Ever since Paul McKenna’s ‘I Can Make You Confident’ dictated that as step ONE I should say hello to a stranger, I have known that advice needs to be customised to be useful. As far as that anxious teen was concerned, talking to strangers was the end game, not some casual intro. I can’t help but be reminded of the old meme…

Needless to say, I was not ready.
Since then I’ve seen it time and time again, with online courses insisting that interacting with the ‘community’ of other students is an integral part of my learning (it’s not), or that committing to my new goal by telling everyone I know so they can hold me accountable should I fail is really motivating (I hate it), or that cold showers are a brilliant way to get energized in the morning (cold showers are liquid death).
It seems as though the world and all its experts know what’s best for you, and for many of us it can take a surprisingly long time to realise the obvious – they don’t know you at all.
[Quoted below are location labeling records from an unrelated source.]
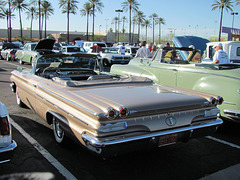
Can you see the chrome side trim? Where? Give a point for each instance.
(97, 143)
(232, 113)
(193, 71)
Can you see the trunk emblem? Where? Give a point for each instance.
(171, 121)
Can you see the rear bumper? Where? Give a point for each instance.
(6, 153)
(232, 114)
(122, 145)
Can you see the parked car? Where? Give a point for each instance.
(31, 50)
(110, 114)
(8, 51)
(88, 45)
(72, 50)
(7, 145)
(232, 48)
(110, 55)
(223, 79)
(131, 50)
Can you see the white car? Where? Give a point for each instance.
(111, 56)
(72, 50)
(7, 145)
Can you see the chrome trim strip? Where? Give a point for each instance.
(193, 71)
(68, 100)
(97, 143)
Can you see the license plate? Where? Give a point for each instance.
(167, 140)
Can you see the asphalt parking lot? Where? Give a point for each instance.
(212, 157)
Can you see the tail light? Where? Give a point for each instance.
(219, 100)
(123, 112)
(213, 100)
(4, 126)
(111, 113)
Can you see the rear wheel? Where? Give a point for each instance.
(58, 131)
(106, 63)
(19, 101)
(21, 62)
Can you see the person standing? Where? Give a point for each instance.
(220, 56)
(143, 52)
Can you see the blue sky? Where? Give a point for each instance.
(185, 17)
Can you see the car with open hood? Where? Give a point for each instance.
(110, 55)
(111, 114)
(32, 50)
(179, 67)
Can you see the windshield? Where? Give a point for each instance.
(174, 55)
(110, 50)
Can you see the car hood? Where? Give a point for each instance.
(45, 44)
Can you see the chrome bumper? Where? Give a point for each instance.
(6, 153)
(192, 131)
(232, 113)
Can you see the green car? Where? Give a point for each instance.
(33, 49)
(168, 67)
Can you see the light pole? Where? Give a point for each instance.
(118, 10)
(233, 13)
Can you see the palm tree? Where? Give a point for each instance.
(39, 15)
(96, 6)
(130, 5)
(146, 24)
(159, 22)
(115, 21)
(86, 11)
(222, 4)
(20, 5)
(68, 6)
(31, 14)
(47, 11)
(10, 8)
(153, 17)
(140, 18)
(134, 22)
(124, 19)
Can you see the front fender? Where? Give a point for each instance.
(134, 69)
(228, 88)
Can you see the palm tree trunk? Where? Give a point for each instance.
(130, 23)
(146, 33)
(87, 25)
(10, 23)
(159, 38)
(138, 33)
(68, 27)
(39, 16)
(93, 23)
(20, 19)
(45, 25)
(31, 28)
(153, 30)
(220, 28)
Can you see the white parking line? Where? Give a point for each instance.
(223, 142)
(45, 153)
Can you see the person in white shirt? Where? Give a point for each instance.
(143, 52)
(122, 49)
(220, 56)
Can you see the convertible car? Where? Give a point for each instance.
(169, 67)
(31, 50)
(111, 114)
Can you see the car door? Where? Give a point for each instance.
(165, 73)
(26, 88)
Exercise may well be proven to help with depression, but for people like me who hate exercise, forcing us to do it will most certainly not help. It will make things worse. We will not be happy.
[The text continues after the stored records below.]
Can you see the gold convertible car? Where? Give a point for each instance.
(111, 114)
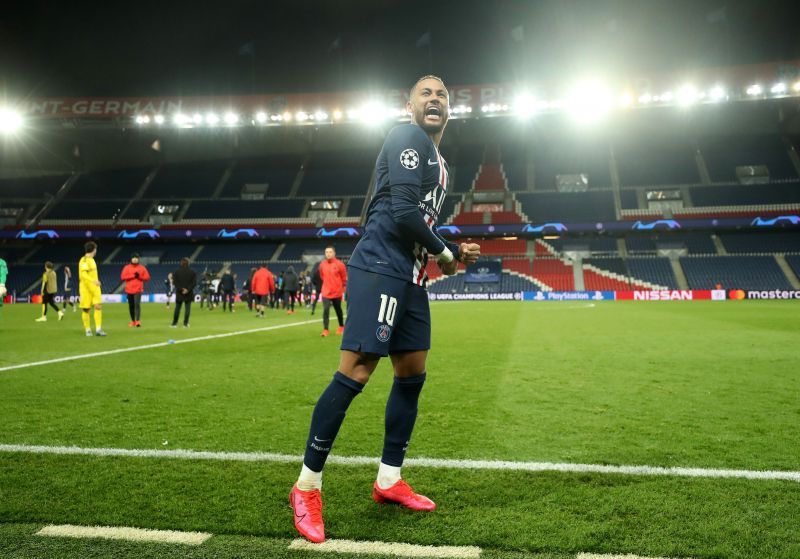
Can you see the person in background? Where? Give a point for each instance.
(169, 287)
(68, 296)
(3, 277)
(135, 275)
(90, 291)
(316, 286)
(185, 281)
(263, 286)
(49, 290)
(277, 300)
(291, 285)
(334, 282)
(227, 286)
(247, 290)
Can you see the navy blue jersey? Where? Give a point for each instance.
(411, 181)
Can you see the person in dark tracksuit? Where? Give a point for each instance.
(290, 287)
(185, 280)
(227, 285)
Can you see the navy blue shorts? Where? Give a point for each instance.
(385, 315)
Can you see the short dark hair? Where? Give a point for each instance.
(425, 77)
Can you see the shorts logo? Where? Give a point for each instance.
(383, 333)
(409, 158)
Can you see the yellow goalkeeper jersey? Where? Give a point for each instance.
(87, 270)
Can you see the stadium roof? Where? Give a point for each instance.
(213, 48)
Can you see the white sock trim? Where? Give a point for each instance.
(309, 479)
(388, 475)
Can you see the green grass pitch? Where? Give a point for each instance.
(692, 384)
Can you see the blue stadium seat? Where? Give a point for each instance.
(117, 183)
(724, 153)
(761, 242)
(278, 172)
(745, 194)
(654, 270)
(739, 272)
(652, 160)
(188, 180)
(568, 206)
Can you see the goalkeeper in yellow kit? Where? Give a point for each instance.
(90, 290)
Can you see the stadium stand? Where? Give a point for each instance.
(655, 270)
(650, 161)
(340, 173)
(186, 180)
(740, 272)
(277, 172)
(117, 183)
(724, 153)
(568, 206)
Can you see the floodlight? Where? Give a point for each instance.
(10, 121)
(778, 89)
(687, 95)
(589, 102)
(754, 89)
(525, 105)
(717, 94)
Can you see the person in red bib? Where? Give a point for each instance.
(134, 275)
(334, 281)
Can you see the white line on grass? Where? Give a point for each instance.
(603, 556)
(388, 548)
(123, 533)
(421, 462)
(151, 346)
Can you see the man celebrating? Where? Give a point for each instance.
(134, 275)
(334, 279)
(388, 311)
(90, 291)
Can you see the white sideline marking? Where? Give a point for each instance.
(421, 462)
(151, 346)
(387, 548)
(123, 533)
(602, 556)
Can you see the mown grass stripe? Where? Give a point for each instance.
(420, 462)
(152, 346)
(123, 533)
(387, 548)
(604, 556)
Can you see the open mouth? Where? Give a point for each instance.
(433, 113)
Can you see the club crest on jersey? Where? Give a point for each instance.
(383, 333)
(409, 158)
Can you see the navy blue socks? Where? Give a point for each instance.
(401, 414)
(328, 417)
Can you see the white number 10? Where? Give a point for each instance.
(388, 308)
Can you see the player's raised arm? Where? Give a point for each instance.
(407, 148)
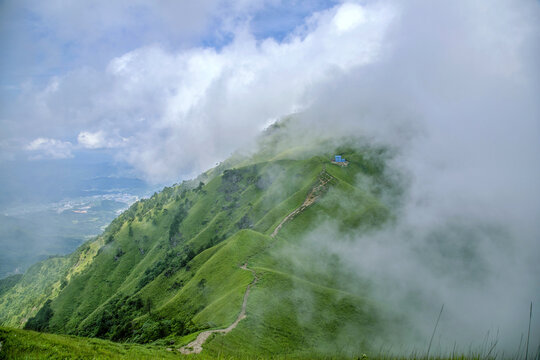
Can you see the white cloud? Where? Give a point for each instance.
(184, 111)
(44, 148)
(99, 140)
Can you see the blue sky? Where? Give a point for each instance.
(163, 92)
(43, 42)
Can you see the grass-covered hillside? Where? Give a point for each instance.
(175, 265)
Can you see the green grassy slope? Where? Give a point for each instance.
(169, 266)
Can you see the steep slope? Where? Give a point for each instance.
(170, 266)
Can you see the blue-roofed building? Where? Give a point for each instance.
(339, 160)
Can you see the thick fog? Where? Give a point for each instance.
(452, 86)
(455, 92)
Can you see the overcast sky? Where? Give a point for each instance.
(168, 90)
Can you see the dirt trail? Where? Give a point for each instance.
(195, 346)
(324, 178)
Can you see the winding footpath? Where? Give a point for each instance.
(195, 347)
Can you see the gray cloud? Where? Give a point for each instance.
(452, 86)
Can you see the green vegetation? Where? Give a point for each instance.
(170, 266)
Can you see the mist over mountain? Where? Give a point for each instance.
(432, 104)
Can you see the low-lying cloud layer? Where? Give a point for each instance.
(453, 86)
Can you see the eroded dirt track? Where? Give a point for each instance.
(195, 346)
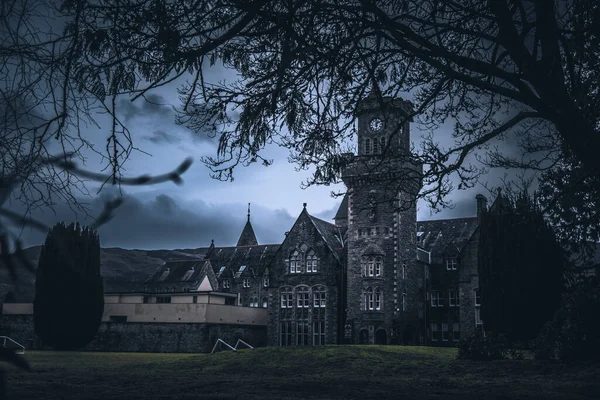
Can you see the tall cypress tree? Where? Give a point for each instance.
(69, 292)
(521, 268)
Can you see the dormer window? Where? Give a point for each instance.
(188, 274)
(165, 274)
(240, 271)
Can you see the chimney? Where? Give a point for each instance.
(481, 204)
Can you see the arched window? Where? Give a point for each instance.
(369, 300)
(303, 297)
(287, 298)
(319, 297)
(295, 263)
(312, 262)
(378, 266)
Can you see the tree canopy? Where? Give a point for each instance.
(492, 69)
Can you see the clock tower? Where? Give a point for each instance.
(384, 287)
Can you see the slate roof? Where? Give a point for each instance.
(435, 236)
(334, 236)
(247, 238)
(255, 258)
(175, 271)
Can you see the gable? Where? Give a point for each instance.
(205, 285)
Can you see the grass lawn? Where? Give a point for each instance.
(340, 372)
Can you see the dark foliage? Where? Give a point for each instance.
(521, 269)
(69, 293)
(572, 335)
(479, 347)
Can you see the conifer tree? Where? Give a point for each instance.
(69, 292)
(521, 269)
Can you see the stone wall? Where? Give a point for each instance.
(144, 337)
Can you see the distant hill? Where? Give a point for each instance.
(122, 270)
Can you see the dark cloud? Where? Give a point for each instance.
(151, 105)
(159, 136)
(166, 223)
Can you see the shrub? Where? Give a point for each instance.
(69, 295)
(478, 346)
(572, 335)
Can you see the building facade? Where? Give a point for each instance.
(375, 276)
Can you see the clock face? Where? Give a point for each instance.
(376, 125)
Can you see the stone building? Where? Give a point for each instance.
(376, 276)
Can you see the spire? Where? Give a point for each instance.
(248, 238)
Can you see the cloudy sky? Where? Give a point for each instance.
(167, 216)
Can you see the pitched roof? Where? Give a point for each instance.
(334, 236)
(342, 212)
(436, 235)
(247, 238)
(255, 258)
(177, 272)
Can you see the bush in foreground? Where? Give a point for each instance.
(69, 294)
(572, 335)
(480, 347)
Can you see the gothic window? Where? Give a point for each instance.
(312, 262)
(302, 334)
(369, 299)
(453, 300)
(319, 297)
(455, 331)
(378, 263)
(318, 333)
(303, 297)
(287, 298)
(286, 333)
(435, 332)
(444, 331)
(295, 263)
(436, 299)
(451, 263)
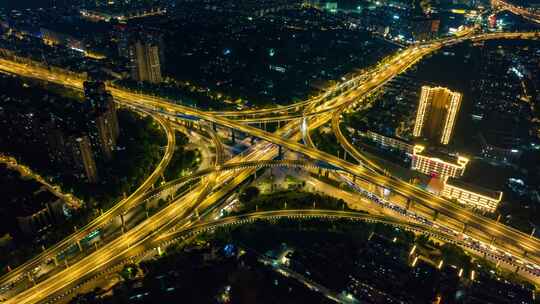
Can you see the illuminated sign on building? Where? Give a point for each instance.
(472, 196)
(441, 166)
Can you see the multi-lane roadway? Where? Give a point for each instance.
(177, 213)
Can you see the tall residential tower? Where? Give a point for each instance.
(145, 61)
(437, 114)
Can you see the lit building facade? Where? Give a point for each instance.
(437, 113)
(391, 142)
(83, 158)
(472, 196)
(440, 166)
(145, 60)
(102, 118)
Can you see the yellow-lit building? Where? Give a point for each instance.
(437, 113)
(391, 142)
(472, 196)
(437, 165)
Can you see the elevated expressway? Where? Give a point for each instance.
(150, 248)
(105, 218)
(518, 10)
(286, 137)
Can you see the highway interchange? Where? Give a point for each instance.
(188, 209)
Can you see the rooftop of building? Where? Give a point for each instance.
(434, 153)
(495, 195)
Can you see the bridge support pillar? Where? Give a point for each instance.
(410, 204)
(123, 222)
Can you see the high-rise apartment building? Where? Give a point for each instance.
(101, 118)
(437, 114)
(145, 61)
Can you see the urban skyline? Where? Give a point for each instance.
(231, 142)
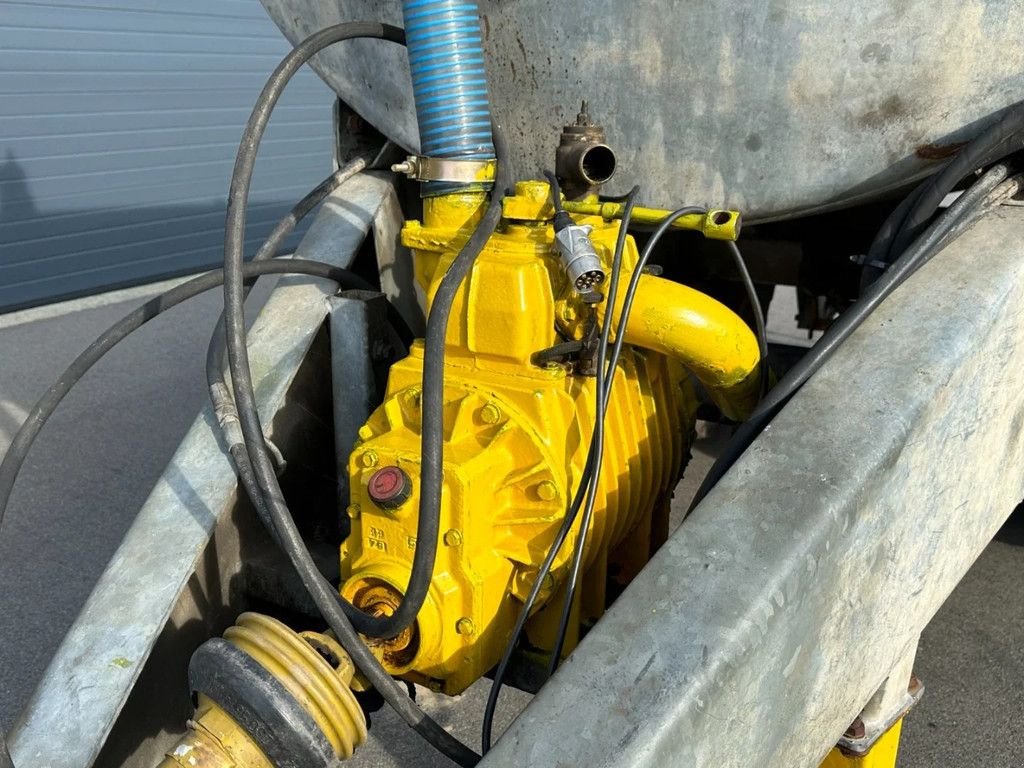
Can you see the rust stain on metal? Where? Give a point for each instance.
(939, 152)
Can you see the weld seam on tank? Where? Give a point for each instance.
(450, 83)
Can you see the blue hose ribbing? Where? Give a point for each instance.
(450, 82)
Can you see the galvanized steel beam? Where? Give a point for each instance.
(778, 608)
(157, 586)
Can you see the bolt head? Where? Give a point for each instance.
(491, 414)
(453, 538)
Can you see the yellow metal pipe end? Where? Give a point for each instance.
(711, 340)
Sugar may also be advised against given how it affects your brain chemistry, but by god, in all my years of being depressed, chocolate was one of the miracle things that kept my feet on the ground and my head above the water. Even now, I take chocolate much like I take medicine – I’m responsible and informed enough not to go overboard with it, but whenever I could really do with a little something to perk me up or comfort me, I have a square, or a bar, or a cup. Or sometimes for no reason at all. What can I say, I’m a rebel.
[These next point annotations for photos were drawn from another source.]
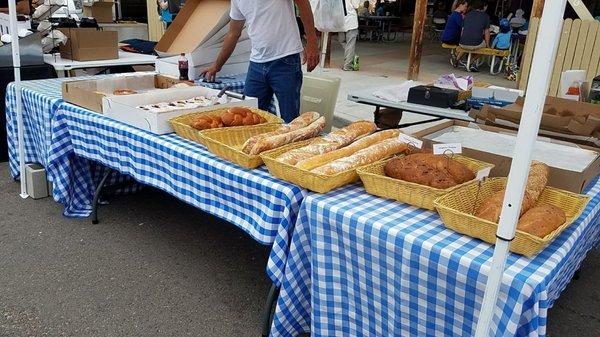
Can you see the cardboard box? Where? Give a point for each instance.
(102, 11)
(89, 93)
(559, 115)
(559, 177)
(125, 108)
(198, 31)
(89, 44)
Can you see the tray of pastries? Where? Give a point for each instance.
(419, 178)
(190, 126)
(330, 161)
(243, 145)
(475, 210)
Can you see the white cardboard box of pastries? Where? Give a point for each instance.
(152, 110)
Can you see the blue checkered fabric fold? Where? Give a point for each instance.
(359, 265)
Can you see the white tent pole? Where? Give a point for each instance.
(325, 41)
(14, 33)
(541, 69)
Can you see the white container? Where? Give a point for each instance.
(126, 108)
(37, 185)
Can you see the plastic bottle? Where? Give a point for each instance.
(183, 68)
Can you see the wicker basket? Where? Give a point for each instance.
(227, 143)
(182, 127)
(319, 183)
(457, 207)
(377, 183)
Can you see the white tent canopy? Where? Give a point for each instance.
(12, 12)
(539, 81)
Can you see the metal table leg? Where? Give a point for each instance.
(269, 310)
(97, 196)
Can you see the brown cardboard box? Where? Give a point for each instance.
(559, 178)
(89, 44)
(101, 11)
(89, 93)
(559, 115)
(197, 21)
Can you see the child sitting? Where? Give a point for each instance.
(502, 39)
(452, 31)
(476, 31)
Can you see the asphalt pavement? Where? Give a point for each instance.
(155, 266)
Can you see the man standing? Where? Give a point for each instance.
(275, 65)
(348, 37)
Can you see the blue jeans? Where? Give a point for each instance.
(283, 77)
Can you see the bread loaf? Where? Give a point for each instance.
(273, 142)
(428, 169)
(491, 208)
(541, 220)
(320, 160)
(301, 121)
(371, 154)
(330, 142)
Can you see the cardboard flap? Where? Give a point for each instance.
(195, 24)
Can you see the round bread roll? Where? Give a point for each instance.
(239, 110)
(237, 120)
(248, 120)
(202, 123)
(227, 118)
(121, 92)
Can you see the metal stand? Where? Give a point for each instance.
(269, 310)
(97, 195)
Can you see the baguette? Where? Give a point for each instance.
(273, 142)
(491, 208)
(328, 143)
(541, 220)
(320, 160)
(371, 154)
(299, 122)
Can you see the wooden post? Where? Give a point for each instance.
(537, 9)
(416, 43)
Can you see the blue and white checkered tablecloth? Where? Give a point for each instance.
(40, 100)
(367, 266)
(263, 206)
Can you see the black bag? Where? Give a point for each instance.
(433, 96)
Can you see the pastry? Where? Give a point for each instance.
(491, 207)
(121, 92)
(273, 142)
(428, 169)
(541, 220)
(371, 154)
(330, 142)
(322, 159)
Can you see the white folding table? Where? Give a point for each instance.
(365, 96)
(125, 59)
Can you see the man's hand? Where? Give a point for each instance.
(311, 51)
(210, 73)
(311, 55)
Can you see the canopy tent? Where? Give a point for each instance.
(543, 61)
(12, 12)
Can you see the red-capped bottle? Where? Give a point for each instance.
(183, 68)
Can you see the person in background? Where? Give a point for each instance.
(364, 10)
(453, 30)
(23, 6)
(476, 31)
(440, 12)
(348, 38)
(163, 12)
(502, 39)
(275, 61)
The trouble is that we have everywhere authoritative headlines like ‘Exercise Proven to Help with Depression’ and ‘How to Lose Fat Fast’. What we don’t have is the full story – the 20% or so of people tested for whom exercise didn’t help or even made things worse; the background of the incredible variances in human bodies that leads to such differences in weight regardless of diet, in how quickly we can lose weight when we try and in what foods we’re intolerant to and how specifically those intolerances manifest.
Instead, we see the headline and assume things are this way for everyone. If the guru can’t make me confident then it’s a failing in my willpower. If you don’t take the generic advice for treating depression or losing weight then it’s your fault that you’re depressed or fat, even when you’ve already sincerely tried what they say. It can be very damaging and very lonely
But it’s all bollards. You are the only one who gets to say what works and what doesn’t for you, even (and I realise how dangerous this is to say) in the face of science. When you see your doctor, it’s a collaborative effort between two experts – one in generic health and medicine, one in your specific body and experiences. Never take it for granted that either of you knows better than the other.
So listen to people, try things out with both an open mind and a healthy skepticism, keep what works and forget what doesn’t. And next time you see someone outlining the ideal morning routine, what the ‘right’ way to learn a language is or recommending the diet that worked for them, just remember what the originator of tests such as the Myers-Briggs Type Indicator had to say about them:
Every individual is an exception to the rule. Therefore, one can never give a description of a type, no matter how complete, which applies to more than one individual despite the fact that thousands might, in a certain sense, be strikingly described thereby. Conformity is one side of a man, uniqueness is the other.